Letter to the Editor

Story included misrepresentation of fact

Tuesday, September 10, 2024

Dear editor,

The article title “Council: Revisions made to golf pro contract” on Page 6 of the latest edition (of the Mountain Home News) has a significant misrepresentation of fact.

From paragraph 6: “Previous stories published in the Mountain Home News also revealed concerns with regards to the money needed to keep the golf course operating. Sources showed some of the funding came from enterprise funds to cover the costs of water, sewer and sanitation services.”

The statement above is not only false but has overt connotation that financial wrongdoing has occurred.

To be clear, no water, wastewater or sanitation enterprise funds have been used to fund golf course operations.

The term “enterprise funds” has an express definition in municipal governmental budgeting. These funds cannot be utilized for any other function except for which they are expressly permitted and intended in their respective budget segments. The various layers of city staff, legal team and third party auditors would never allow this to occur.

Enterprise fund usage defined: Enterprise Funds are used to account for activities that charge a fee for goods or services. Generally accepted accounting practices require the use of enterprise funds for activities whose principal revenue sources include: debt backed solely by user fees and charges (such as revenue bonds that are not secondarily secured by the full faith and credit of the government); or revenue received from services in which the government is legally required or has a policy to recover the costs of providing the service with user fees or charges (including capital costs such as depreciation or debt service). Enterprise funds are created for water, sewer and sanitation.

General funds (property tax dollars) and Enterprise funds (water and wastewater service fees) are not synonymous terms. For clarity, previous budget years saw transfers from the general fund to meet the deficit needs at the course.

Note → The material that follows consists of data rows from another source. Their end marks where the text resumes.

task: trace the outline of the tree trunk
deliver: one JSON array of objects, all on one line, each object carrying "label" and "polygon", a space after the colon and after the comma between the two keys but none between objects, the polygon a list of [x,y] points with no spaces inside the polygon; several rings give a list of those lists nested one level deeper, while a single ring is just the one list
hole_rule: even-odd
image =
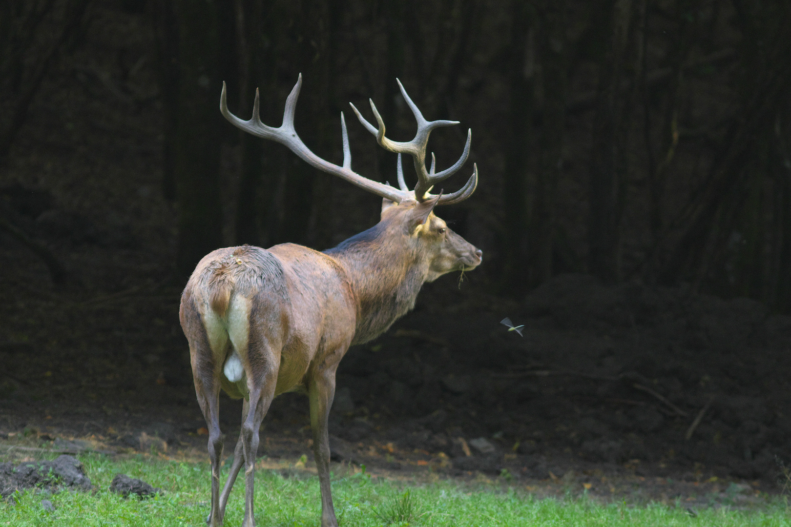
[{"label": "tree trunk", "polygon": [[179,113],[179,25],[173,0],[151,2],[157,35],[157,74],[162,100],[162,195],[176,200],[176,137]]},{"label": "tree trunk", "polygon": [[620,220],[626,190],[621,85],[631,17],[631,0],[615,0],[609,51],[600,69],[596,141],[588,194],[588,270],[604,282],[617,281],[621,275]]},{"label": "tree trunk", "polygon": [[532,83],[535,73],[535,38],[528,29],[528,5],[514,0],[512,5],[510,41],[510,123],[503,175],[503,205],[505,224],[503,245],[503,287],[515,296],[521,295],[528,284],[525,265],[528,245],[528,158],[531,120]]},{"label": "tree trunk", "polygon": [[173,173],[179,210],[178,270],[192,272],[222,243],[218,111],[218,2],[176,0],[179,91]]}]

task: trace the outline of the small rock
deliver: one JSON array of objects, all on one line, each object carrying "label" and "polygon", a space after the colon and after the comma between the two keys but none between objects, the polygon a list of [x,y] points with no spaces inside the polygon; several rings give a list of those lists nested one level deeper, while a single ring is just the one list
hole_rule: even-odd
[{"label": "small rock", "polygon": [[52,446],[56,450],[68,450],[75,454],[90,449],[90,443],[87,441],[82,441],[81,439],[74,439],[70,441],[62,438],[55,439],[55,443]]},{"label": "small rock", "polygon": [[0,495],[6,497],[16,490],[72,487],[89,491],[93,488],[85,469],[73,456],[62,455],[51,461],[21,463],[14,467],[0,463]]},{"label": "small rock", "polygon": [[115,474],[110,484],[110,491],[120,494],[124,498],[130,494],[136,494],[141,498],[155,496],[162,494],[162,489],[152,487],[142,480],[129,477],[126,474]]},{"label": "small rock", "polygon": [[330,459],[333,461],[349,461],[359,465],[352,446],[335,435],[330,436]]},{"label": "small rock", "polygon": [[470,439],[467,442],[472,448],[475,449],[483,454],[494,454],[497,452],[497,446],[495,446],[489,439],[486,438],[478,438],[476,439]]}]

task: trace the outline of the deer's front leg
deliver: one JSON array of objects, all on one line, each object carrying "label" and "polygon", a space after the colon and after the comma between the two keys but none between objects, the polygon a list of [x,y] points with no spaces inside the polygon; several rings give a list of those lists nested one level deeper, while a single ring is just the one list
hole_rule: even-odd
[{"label": "deer's front leg", "polygon": [[313,431],[313,455],[321,488],[321,527],[338,527],[330,487],[330,437],[327,424],[332,397],[335,393],[336,367],[337,364],[317,372],[308,387],[310,426]]}]

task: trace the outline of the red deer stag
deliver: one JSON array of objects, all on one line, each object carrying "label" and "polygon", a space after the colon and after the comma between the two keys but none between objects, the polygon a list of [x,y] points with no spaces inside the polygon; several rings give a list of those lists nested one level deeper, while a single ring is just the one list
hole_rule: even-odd
[{"label": "red deer stag", "polygon": [[[259,428],[272,399],[284,392],[306,392],[310,402],[313,452],[321,488],[321,525],[336,526],[330,491],[327,414],[335,389],[335,371],[349,346],[367,342],[386,331],[414,307],[425,282],[453,270],[471,269],[483,253],[453,232],[432,212],[437,205],[458,203],[475,190],[478,168],[460,190],[429,194],[432,186],[456,172],[470,151],[467,136],[461,158],[434,172],[426,168],[426,146],[431,130],[457,124],[426,121],[407,95],[418,121],[412,141],[384,137],[384,123],[373,102],[375,128],[354,108],[360,122],[380,145],[399,154],[399,188],[368,179],[351,169],[351,152],[343,114],[343,164],[326,161],[297,135],[293,118],[297,85],[286,102],[283,123],[267,126],[259,117],[255,92],[252,118],[243,121],[228,111],[225,87],[220,111],[238,128],[282,143],[316,168],[335,174],[383,198],[381,219],[374,227],[338,247],[319,252],[293,243],[267,250],[250,246],[218,249],[203,258],[187,283],[179,312],[189,341],[195,392],[209,429],[211,459],[210,525],[222,524],[233,482],[244,465],[244,522],[253,519],[253,472]],[[418,183],[404,183],[401,154],[412,156]],[[218,420],[220,389],[244,397],[242,426],[228,480],[220,492],[222,436]]]}]

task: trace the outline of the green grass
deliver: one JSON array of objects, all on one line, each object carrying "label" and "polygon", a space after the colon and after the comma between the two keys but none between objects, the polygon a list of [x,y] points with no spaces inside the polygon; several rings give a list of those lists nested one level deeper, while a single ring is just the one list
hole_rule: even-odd
[{"label": "green grass", "polygon": [[[205,463],[149,461],[140,457],[113,461],[87,455],[82,461],[97,493],[64,491],[18,494],[0,502],[0,527],[13,525],[204,525],[209,512],[209,467]],[[108,491],[112,477],[124,472],[167,492],[154,499],[124,499]],[[335,510],[342,527],[369,525],[607,525],[641,527],[700,525],[734,527],[789,525],[791,512],[775,501],[760,510],[728,508],[698,511],[694,518],[683,506],[651,504],[600,504],[586,498],[539,499],[513,489],[440,482],[405,487],[380,481],[365,474],[333,482]],[[237,483],[225,515],[226,525],[240,525],[244,510],[242,481]],[[50,499],[56,507],[40,505]],[[258,470],[255,475],[255,518],[259,525],[318,525],[320,505],[315,477],[283,478],[278,472]]]}]

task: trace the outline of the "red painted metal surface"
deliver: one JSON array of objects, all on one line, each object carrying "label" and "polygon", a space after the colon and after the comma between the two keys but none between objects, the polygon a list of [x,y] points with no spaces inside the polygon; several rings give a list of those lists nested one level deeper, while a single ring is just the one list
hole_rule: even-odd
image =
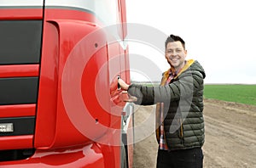
[{"label": "red painted metal surface", "polygon": [[[0,20],[42,19],[43,9],[0,13]],[[36,152],[26,160],[0,162],[1,167],[119,167],[121,136],[115,130],[120,130],[125,104],[116,79],[130,81],[128,50],[119,42],[108,45],[106,32],[98,31],[102,25],[91,13],[45,8],[40,64],[0,66],[0,77],[39,76],[37,104],[0,106],[1,117],[36,116],[35,135],[0,137],[0,148],[9,149],[4,145],[10,142],[13,148],[33,146]],[[123,30],[122,38],[127,33]],[[73,89],[80,92],[84,110]]]}]

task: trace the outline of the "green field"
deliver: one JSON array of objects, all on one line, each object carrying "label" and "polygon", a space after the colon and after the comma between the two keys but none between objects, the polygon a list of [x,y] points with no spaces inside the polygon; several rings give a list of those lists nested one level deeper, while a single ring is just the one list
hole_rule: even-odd
[{"label": "green field", "polygon": [[204,97],[256,105],[256,85],[205,85]]}]

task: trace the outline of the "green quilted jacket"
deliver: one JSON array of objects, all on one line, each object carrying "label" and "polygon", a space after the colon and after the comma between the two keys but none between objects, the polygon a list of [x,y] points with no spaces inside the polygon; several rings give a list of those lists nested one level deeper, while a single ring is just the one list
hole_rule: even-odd
[{"label": "green quilted jacket", "polygon": [[[181,72],[164,85],[168,72],[163,74],[160,86],[131,84],[128,92],[137,98],[135,104],[157,104],[156,127],[159,128],[160,103],[164,103],[165,137],[170,150],[200,148],[205,141],[203,89],[205,71],[198,61],[188,60]],[[159,129],[156,130],[157,138]],[[159,138],[158,138],[159,140]]]}]

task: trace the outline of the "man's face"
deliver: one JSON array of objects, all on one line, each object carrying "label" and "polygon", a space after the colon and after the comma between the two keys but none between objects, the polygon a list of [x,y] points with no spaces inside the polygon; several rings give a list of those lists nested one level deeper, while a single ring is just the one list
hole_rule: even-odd
[{"label": "man's face", "polygon": [[184,50],[181,42],[168,42],[166,50],[166,59],[171,66],[178,70],[184,64],[187,50]]}]

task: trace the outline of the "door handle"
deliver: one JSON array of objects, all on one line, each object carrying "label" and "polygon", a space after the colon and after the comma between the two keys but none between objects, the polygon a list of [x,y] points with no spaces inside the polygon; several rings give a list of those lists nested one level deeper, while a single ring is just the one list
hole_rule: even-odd
[{"label": "door handle", "polygon": [[127,91],[123,91],[122,92],[122,94],[123,94],[123,101],[124,102],[129,102],[129,103],[133,103],[133,102],[136,102],[137,100],[137,98],[134,96],[131,96]]}]

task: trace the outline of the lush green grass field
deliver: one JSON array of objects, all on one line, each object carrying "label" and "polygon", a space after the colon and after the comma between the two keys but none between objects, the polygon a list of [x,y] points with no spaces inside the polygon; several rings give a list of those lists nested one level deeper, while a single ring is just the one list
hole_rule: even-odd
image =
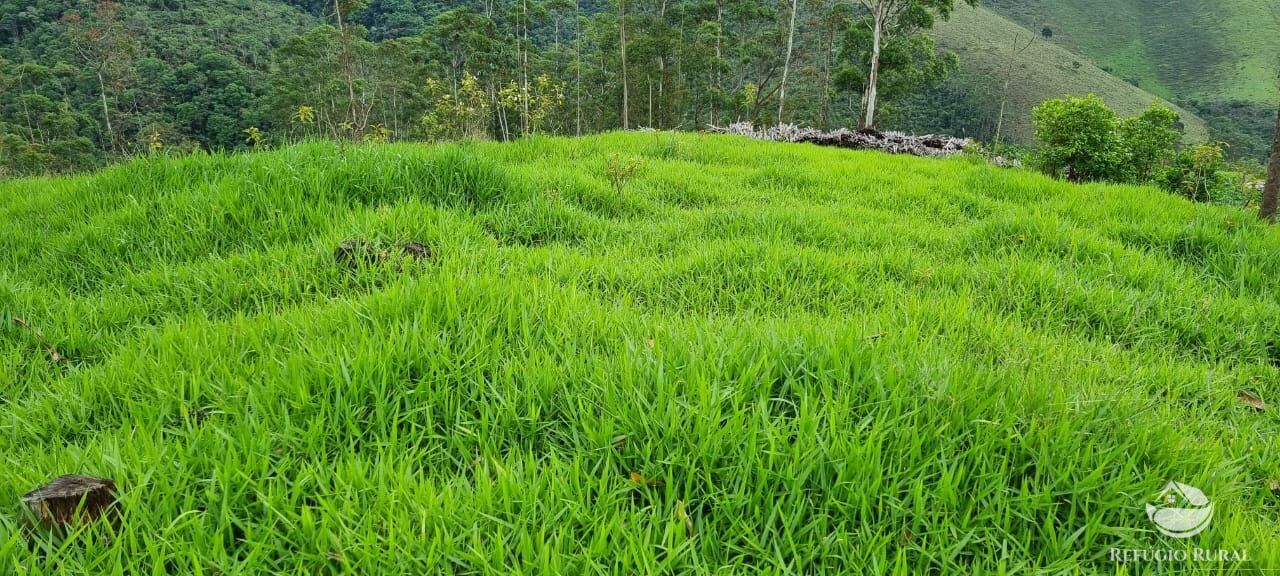
[{"label": "lush green grass field", "polygon": [[987,0],[1160,96],[1274,105],[1275,0]]},{"label": "lush green grass field", "polygon": [[[1280,568],[1277,275],[1280,232],[1152,188],[737,137],[0,184],[0,572]],[[67,472],[122,527],[28,543]],[[1169,480],[1199,536],[1147,521]]]}]

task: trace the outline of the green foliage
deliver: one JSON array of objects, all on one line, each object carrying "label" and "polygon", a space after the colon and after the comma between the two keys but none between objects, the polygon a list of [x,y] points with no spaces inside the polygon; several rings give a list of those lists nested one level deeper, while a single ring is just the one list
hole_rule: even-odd
[{"label": "green foliage", "polygon": [[618,152],[612,152],[604,159],[604,175],[613,184],[613,191],[622,196],[627,182],[640,172],[644,163],[639,157],[622,157]]},{"label": "green foliage", "polygon": [[1181,137],[1178,114],[1165,106],[1120,119],[1094,95],[1048,100],[1032,118],[1041,169],[1074,182],[1153,182]]},{"label": "green foliage", "polygon": [[1178,113],[1153,104],[1142,114],[1119,123],[1120,142],[1128,156],[1129,182],[1152,182],[1172,159],[1183,134],[1178,129]]},{"label": "green foliage", "polygon": [[[1196,571],[1280,568],[1274,228],[669,137],[682,157],[307,142],[0,183],[4,566],[1160,573],[1106,554],[1169,549],[1143,504],[1179,479],[1229,511],[1193,544],[1249,557]],[[611,152],[644,157],[625,195]],[[353,268],[347,239],[434,256]],[[67,471],[120,486],[110,539],[20,524]]]},{"label": "green foliage", "polygon": [[[1073,0],[1074,1],[1074,0]],[[1046,20],[1039,19],[1030,28],[1002,18],[995,13],[991,0],[983,1],[978,9],[956,9],[951,19],[938,23],[933,35],[938,46],[956,51],[960,55],[960,68],[950,76],[951,90],[965,93],[968,100],[984,102],[973,108],[970,118],[964,118],[963,109],[946,111],[954,119],[950,125],[966,127],[973,134],[975,125],[991,119],[992,127],[998,114],[1002,83],[1009,81],[1005,123],[1001,140],[1023,146],[1036,142],[1036,129],[1032,123],[1032,109],[1041,102],[1062,95],[1096,93],[1121,116],[1142,114],[1153,102],[1161,102],[1179,113],[1187,132],[1187,143],[1203,142],[1210,138],[1204,120],[1193,110],[1175,106],[1167,100],[1160,100],[1151,92],[1134,87],[1128,82],[1108,74],[1089,59],[1070,51],[1064,46],[1068,29],[1053,22],[1056,36],[1052,41],[1036,40],[1027,50],[1010,59],[1016,47],[1021,47],[1032,37],[1039,35],[1039,27]],[[986,6],[986,8],[984,8]],[[1007,13],[1006,4],[1000,10]],[[1103,14],[1102,12],[1097,14]],[[1019,18],[1019,22],[1024,22]],[[1087,33],[1075,31],[1074,33]],[[1014,46],[1015,38],[1019,46]],[[992,105],[993,102],[993,105]],[[995,108],[997,111],[992,113]],[[931,120],[928,108],[911,110],[914,118],[910,125],[925,124]],[[1272,118],[1274,119],[1274,118]],[[980,132],[978,132],[980,133]],[[989,136],[988,136],[989,138]]]},{"label": "green foliage", "polygon": [[429,140],[485,137],[489,100],[475,76],[463,73],[456,92],[435,78],[428,78],[426,97],[428,109],[419,124]]},{"label": "green foliage", "polygon": [[[1275,124],[1280,4],[1274,0],[986,0],[1143,90],[1197,111],[1229,157],[1265,160]],[[1039,70],[1057,76],[1048,68]],[[1089,86],[1089,90],[1100,88]],[[1101,92],[1100,92],[1101,93]],[[1114,95],[1105,95],[1116,104]],[[1132,113],[1132,110],[1125,110]],[[1265,116],[1257,122],[1258,116]]]},{"label": "green foliage", "polygon": [[1073,182],[1124,178],[1120,120],[1102,99],[1089,95],[1048,100],[1032,111],[1032,122],[1041,143],[1039,166],[1046,174]]},{"label": "green foliage", "polygon": [[1236,184],[1225,173],[1226,152],[1208,142],[1183,150],[1160,178],[1161,188],[1198,202],[1221,202],[1235,195]]}]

In other recent articles, the Mountain Home News has published similar misstatements of funding sources pertaining to the City pool and the toddler park upgrades at Richard Aguirre park.

I implore the Mountain Home News to be more mindful of the specific details of budgetary topics such as this.

Regards,

– City Councilman

Scott Harjo

Editor’s note: Unfortunately, the newspaper relied on the accuracy of the information it received from outside sources related to this story featured in the Aug. 28 edition and was unable to double check this information with other sources before the newspaper went to print. The newspaper staff regrets this error.